Roberts was appointed as controller of the Allied Intelligence Bureau (AIB), an international intelligence unit with Douglas MacArthur's South West Pacific Area command. The AIB was responsible for carrying out espionage and propaganda work in the region and also co-ordinated the activities of guerrilla fighters. The unit grew to more than 2,000 men, drawn from across the Allied nations. By 1944 Roberts was finding it difficult to manage the varying national interests and the strong personalities of some members of his unit. He relinquished his appointment at the AIB on 17 October 1944 and was placed on the supernumerary list. He was discharged from the army on 9 December 1944, with the permanent rank of lieutenant colonel.

== Return to the CRB ==
Roberts was appointed chief engineer of the CRB on 30 October 1944, at a time when the use of motor vehicles was rising rapidly. He visited the United States and the United Kingdom between June 1947 and January 1948 to investigate the latest road construction and maintenance techniques in use in those countries as well as recent road safety measures. He wrote a report on his findings which was regarded as a landmark in Australian highways engineering. It suggested improvements in planning, new traffic demand models, construction and maintenance techniques and training. Roberts also recommended that a national road research body be established and, with Louis Loder, wrote a report that led to the establishment of the Australian Road Research Board (ARRB).

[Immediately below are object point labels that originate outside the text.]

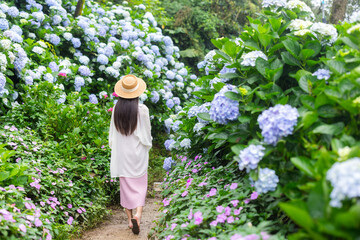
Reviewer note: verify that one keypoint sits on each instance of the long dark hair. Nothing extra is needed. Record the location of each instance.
(125, 115)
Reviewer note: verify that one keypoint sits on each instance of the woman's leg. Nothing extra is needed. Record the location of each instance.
(129, 214)
(138, 214)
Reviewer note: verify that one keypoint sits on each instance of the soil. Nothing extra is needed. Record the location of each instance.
(116, 226)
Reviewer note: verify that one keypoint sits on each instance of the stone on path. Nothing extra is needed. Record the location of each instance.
(116, 227)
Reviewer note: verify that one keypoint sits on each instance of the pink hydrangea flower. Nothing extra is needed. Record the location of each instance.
(184, 193)
(233, 186)
(198, 218)
(70, 220)
(254, 196)
(219, 209)
(234, 202)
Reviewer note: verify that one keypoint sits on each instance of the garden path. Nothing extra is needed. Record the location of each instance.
(116, 226)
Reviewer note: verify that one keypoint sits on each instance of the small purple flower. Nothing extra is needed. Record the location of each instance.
(70, 220)
(322, 74)
(198, 218)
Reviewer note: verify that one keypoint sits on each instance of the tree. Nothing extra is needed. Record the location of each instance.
(338, 11)
(79, 8)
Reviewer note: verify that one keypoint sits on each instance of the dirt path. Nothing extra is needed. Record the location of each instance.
(116, 227)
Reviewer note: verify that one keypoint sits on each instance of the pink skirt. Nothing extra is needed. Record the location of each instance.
(133, 191)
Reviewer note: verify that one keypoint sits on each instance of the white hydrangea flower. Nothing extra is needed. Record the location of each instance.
(326, 30)
(299, 24)
(274, 3)
(68, 36)
(250, 58)
(6, 44)
(292, 4)
(38, 50)
(42, 44)
(345, 179)
(355, 17)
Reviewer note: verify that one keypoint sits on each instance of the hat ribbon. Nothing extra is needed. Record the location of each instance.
(130, 90)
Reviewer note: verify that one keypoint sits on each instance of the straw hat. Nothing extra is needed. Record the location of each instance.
(130, 86)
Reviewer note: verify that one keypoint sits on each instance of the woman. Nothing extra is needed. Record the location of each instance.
(130, 142)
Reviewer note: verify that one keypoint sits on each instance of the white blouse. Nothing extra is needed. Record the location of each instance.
(130, 154)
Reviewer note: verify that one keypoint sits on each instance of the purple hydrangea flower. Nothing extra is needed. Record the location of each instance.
(223, 108)
(322, 74)
(251, 156)
(277, 122)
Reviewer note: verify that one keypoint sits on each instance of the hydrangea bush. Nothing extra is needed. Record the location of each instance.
(293, 126)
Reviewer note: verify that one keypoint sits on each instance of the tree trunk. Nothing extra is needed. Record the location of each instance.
(79, 8)
(338, 11)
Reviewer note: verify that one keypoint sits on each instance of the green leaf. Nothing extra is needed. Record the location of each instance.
(261, 65)
(333, 129)
(306, 53)
(293, 47)
(230, 48)
(308, 119)
(304, 164)
(275, 23)
(336, 66)
(233, 96)
(205, 116)
(4, 175)
(305, 84)
(314, 45)
(237, 148)
(220, 54)
(289, 59)
(220, 135)
(296, 210)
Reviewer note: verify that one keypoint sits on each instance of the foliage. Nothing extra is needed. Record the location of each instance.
(194, 23)
(277, 61)
(204, 201)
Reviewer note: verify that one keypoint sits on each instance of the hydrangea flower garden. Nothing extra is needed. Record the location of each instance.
(263, 144)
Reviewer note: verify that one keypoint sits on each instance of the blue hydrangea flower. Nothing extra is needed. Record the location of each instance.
(223, 108)
(29, 80)
(225, 70)
(176, 125)
(249, 59)
(168, 164)
(167, 40)
(17, 29)
(83, 24)
(251, 156)
(273, 3)
(169, 144)
(155, 97)
(56, 20)
(193, 77)
(93, 99)
(185, 143)
(54, 39)
(84, 71)
(148, 73)
(267, 181)
(2, 81)
(193, 111)
(322, 74)
(102, 59)
(170, 103)
(79, 82)
(183, 72)
(345, 179)
(4, 24)
(13, 12)
(76, 42)
(49, 77)
(277, 122)
(53, 66)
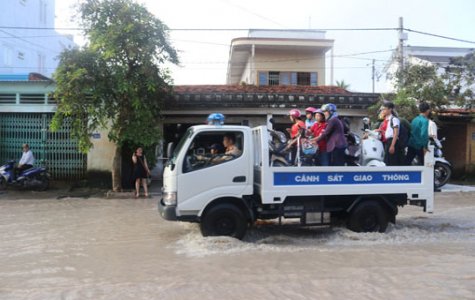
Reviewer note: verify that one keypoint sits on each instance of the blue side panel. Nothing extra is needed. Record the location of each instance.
(335, 178)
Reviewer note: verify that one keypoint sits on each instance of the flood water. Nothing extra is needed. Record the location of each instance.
(122, 249)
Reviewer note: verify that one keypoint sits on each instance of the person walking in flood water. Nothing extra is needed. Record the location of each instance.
(141, 171)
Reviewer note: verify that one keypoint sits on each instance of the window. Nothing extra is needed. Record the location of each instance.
(288, 78)
(43, 11)
(41, 63)
(262, 78)
(303, 78)
(210, 149)
(284, 78)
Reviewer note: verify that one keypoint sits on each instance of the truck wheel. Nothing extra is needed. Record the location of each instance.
(224, 219)
(442, 173)
(368, 216)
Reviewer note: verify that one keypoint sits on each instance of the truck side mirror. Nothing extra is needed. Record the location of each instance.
(170, 148)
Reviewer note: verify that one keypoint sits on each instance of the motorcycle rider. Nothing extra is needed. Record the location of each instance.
(317, 129)
(334, 135)
(393, 154)
(27, 160)
(297, 125)
(418, 142)
(310, 114)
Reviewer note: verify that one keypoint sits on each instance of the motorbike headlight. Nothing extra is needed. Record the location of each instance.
(169, 198)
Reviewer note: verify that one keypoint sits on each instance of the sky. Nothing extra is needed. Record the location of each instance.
(204, 54)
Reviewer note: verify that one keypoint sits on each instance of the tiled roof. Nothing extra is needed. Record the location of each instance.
(262, 97)
(461, 113)
(269, 89)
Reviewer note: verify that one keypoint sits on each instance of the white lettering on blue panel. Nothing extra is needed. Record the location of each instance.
(325, 178)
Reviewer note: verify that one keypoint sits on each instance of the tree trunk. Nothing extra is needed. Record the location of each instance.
(116, 170)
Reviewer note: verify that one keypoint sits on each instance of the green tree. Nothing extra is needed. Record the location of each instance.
(422, 83)
(116, 81)
(460, 76)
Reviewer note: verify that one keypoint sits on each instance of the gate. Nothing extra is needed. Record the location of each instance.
(55, 150)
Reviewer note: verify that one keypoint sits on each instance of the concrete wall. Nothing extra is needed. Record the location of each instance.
(100, 157)
(27, 50)
(471, 148)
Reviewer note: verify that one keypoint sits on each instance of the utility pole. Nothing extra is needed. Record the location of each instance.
(373, 74)
(402, 38)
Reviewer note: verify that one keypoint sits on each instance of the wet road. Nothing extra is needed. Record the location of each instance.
(121, 249)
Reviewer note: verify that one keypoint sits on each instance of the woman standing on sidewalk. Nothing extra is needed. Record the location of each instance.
(141, 171)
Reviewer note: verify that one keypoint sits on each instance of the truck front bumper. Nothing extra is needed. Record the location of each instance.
(168, 212)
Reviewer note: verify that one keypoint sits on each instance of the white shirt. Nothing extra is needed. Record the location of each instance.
(393, 122)
(27, 158)
(432, 129)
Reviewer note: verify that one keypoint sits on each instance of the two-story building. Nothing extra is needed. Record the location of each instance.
(279, 57)
(28, 41)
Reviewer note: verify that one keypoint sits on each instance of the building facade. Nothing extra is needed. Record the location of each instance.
(28, 42)
(279, 57)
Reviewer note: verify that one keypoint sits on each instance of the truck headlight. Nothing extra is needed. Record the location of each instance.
(169, 198)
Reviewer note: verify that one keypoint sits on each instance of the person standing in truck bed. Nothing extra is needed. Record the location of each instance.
(334, 135)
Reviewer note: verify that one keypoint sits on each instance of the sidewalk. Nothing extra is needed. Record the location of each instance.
(457, 188)
(154, 190)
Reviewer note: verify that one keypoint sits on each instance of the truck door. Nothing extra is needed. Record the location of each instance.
(216, 164)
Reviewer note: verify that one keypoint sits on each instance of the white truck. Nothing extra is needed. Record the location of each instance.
(227, 194)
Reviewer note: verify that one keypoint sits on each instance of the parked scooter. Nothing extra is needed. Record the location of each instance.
(442, 167)
(32, 178)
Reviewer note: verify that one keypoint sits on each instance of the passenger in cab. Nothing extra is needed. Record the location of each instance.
(334, 135)
(317, 130)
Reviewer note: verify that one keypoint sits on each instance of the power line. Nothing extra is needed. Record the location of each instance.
(247, 29)
(213, 29)
(440, 36)
(31, 43)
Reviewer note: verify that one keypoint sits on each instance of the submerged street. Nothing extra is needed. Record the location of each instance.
(75, 248)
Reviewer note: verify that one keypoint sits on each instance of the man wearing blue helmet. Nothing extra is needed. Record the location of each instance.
(334, 135)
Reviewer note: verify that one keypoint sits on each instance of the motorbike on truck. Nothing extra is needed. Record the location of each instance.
(33, 178)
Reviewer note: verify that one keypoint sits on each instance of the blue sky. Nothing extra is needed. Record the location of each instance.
(204, 55)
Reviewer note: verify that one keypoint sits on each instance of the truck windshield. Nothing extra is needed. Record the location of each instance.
(180, 144)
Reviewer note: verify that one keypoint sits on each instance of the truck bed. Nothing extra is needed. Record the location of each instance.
(275, 184)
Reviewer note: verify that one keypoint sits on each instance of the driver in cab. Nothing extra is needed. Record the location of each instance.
(231, 151)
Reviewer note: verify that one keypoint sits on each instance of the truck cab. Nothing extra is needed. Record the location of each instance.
(195, 180)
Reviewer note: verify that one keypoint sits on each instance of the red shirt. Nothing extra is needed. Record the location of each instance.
(317, 129)
(383, 128)
(295, 128)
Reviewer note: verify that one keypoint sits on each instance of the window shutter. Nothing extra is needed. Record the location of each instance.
(263, 78)
(293, 78)
(313, 79)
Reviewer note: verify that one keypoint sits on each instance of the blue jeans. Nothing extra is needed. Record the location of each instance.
(337, 157)
(323, 159)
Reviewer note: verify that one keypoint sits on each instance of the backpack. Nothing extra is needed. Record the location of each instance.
(404, 132)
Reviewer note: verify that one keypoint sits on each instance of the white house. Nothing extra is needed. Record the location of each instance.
(279, 57)
(28, 42)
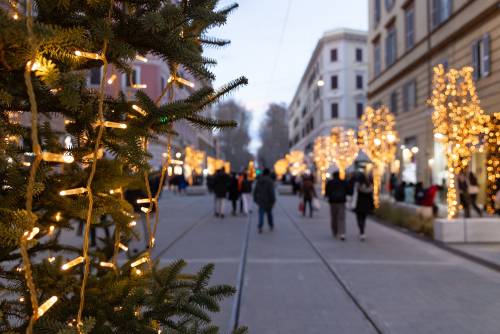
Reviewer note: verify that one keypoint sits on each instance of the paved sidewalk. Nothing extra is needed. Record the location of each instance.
(403, 285)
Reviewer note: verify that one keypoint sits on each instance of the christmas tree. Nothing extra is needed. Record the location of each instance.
(50, 184)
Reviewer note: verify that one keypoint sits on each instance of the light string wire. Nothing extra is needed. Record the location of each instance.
(31, 181)
(88, 223)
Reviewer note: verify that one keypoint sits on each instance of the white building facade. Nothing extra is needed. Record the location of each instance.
(332, 91)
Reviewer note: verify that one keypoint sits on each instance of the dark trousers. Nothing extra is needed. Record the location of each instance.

Roberts lectured at the University of Melbourne and the Swinburne Technical College. He became deputy-chairman of the CRB in 1956 and chairman in July 1962. Roberts retired on 30 June 1963, though he was co-opted as an adviser to the ARRB. He died of coronary vascular disease on 23 November 1965 at Kew, Victoria. His cremated remains are scattered at the Springvale Botanical Cemetery, Springvale, Greater Dandenong City, Victoria, Australia.